Title: Association between spine injury and opioid misuse in a prospective cohort of Level I trauma patients.
Authors: Tilhou AS; Department of Family Medicine, Boston University/Boston Medical Center, Boston, MA.; Glass JE; Kaiser Permanente Washington Health Research Group, Seattle, WA.; Hetzel SJ; Department of Biostatistics and Medical Informatics, University of Wisconsin School of Medicine and Public Health.; Shana OE; University of Wisconsin School of Medicine and Public Health.; Borza T; Departments of Urology and Surgery, University of Wisconsin School of Medicine and Public Health.; Baltes A; Department of Family Medicine and Community Health, University of Wisconsin School of Medicine and Public Health, Madison, WI.; Deyo BMF; Department of Family Medicine and Community Health, University of Wisconsin School of Medicine and Public Health, Madison, WI.; Agarwal S; Department of Surgery, Duke University, Durham, NC.; O'Rourke A; Department of Surgery, University of Wisconsin School of Medicine and Public Health.; Brown RT; Department of Family Medicine and Community Health, University of Wisconsin School of Medicine and Public Health, Madison, WI.
Source: OTA international : the open access journal of orthopaedic trauma [OTA Int] 2022 Jul 12; Vol. 5 (3). Date of Electronic Publication: 2022 Jul 12 (Print Publication: 2022).

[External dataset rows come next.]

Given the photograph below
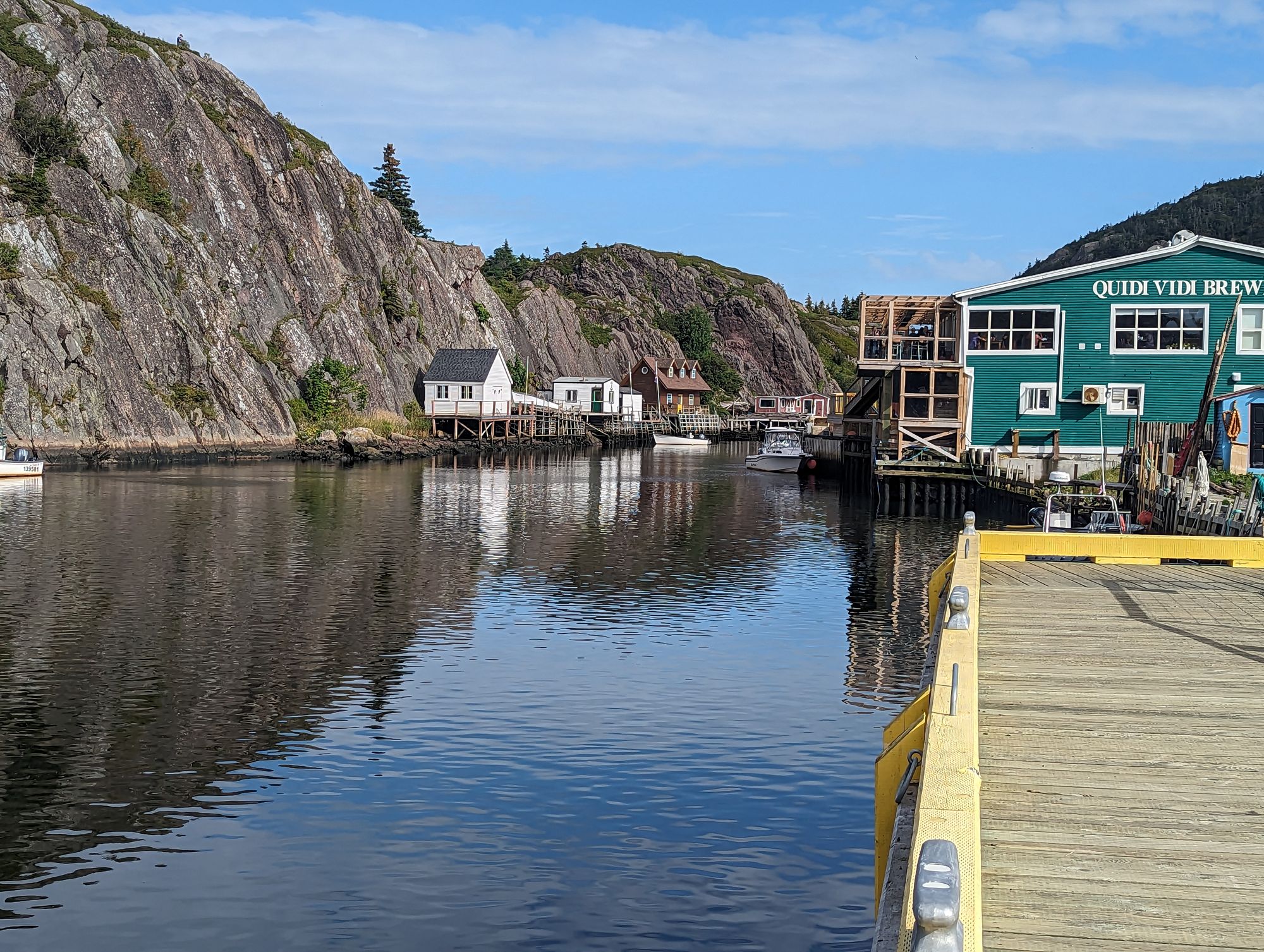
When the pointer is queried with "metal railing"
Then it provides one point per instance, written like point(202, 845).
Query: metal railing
point(942, 908)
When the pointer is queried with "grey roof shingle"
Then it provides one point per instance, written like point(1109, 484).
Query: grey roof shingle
point(462, 365)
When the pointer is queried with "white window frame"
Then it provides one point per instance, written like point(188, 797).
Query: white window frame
point(1238, 343)
point(1126, 412)
point(1057, 329)
point(1027, 388)
point(1138, 352)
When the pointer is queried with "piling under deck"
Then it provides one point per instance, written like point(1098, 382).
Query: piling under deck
point(1122, 750)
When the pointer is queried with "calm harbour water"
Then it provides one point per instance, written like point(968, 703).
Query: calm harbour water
point(571, 702)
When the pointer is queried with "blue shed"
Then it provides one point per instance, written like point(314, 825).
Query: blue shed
point(1241, 430)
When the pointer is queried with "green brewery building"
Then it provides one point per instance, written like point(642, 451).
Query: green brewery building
point(1062, 362)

Publication Type: Journal Article
Language: English
Journal Info: Publisher: Wolters Kluwer Health Country of Publication: United States NLM ID: 101770383 Publication Model: eCollection Cited Medium: Internet ISSN: 2574-2167 (Electronic) Linking ISSN: 25742167 NLM ISO Abbreviation: OTA Int Subsets: PubMed not MEDLINE
Imprint Name(s): Original Publication: Philadelphia, Pennsylvania : Wolters Kluwer Health, [2018]-
Abstract: Objective: To explore patient and treatment factors explaining the association between spine injury and opioid misuse.; Design: Prospective cohort study.; Setting: Level I trauma center in a Midwestern city.; Participants: English speaking patients aged 18 to 75 on Trauma and Orthopedic Surgical Services receiving opioids during hospitalization and prescribed at discharge.; Exposure: Spine injury on the Abbreviated Injury Scale.; Main Outcome Measures: Opioid misuse was defined by using opioids: in a larger dose, more often, or longer than prescribed; via a non-prescribed route; from someone other than a prescriber; and/or use of heroin or opium. Exploratory factor groups included demographic, psychiatric, pain, and treatment factors. Multivariable logistic regression estimated the association between spine injury and opioid misuse when adjusting for each factor group.; Results: Two hundred eighty-five eligible participants consented of which 258 had baseline injury location data and 224 had follow up opioid misuse data. Most participants were male (67.8%), white (85.3%) and on average 43.1 years old. One-quarter had a spine injury (25.2%). Of those completing follow-up measures, 14 (6.3%) developed misuse. Treatment factors (injury severity, intubation, and hospital length of stay) were significantly associated with spine injury. Spine injury significantly predicted opioid misuse [odds ratio [OR] 3.20, 95% confidence interval [CI] (1.05, 9.78)]. In multivariable models, adjusting for treatment factors attenuated the association between spine injury and opioid misuse, primarily explained by length of stay.; Conclusion: Spine injury exhibits a complex association with opioid misuse that predominantly operates through treatment factors. Spine injury patients may represent a subpopulation requiring early intervention to prevent opioid misuse.; (Copyright © 2022 The Authors. Published by Wolters Kluwer Health, Inc. on behalf of the Orthopaedic Trauma Association.)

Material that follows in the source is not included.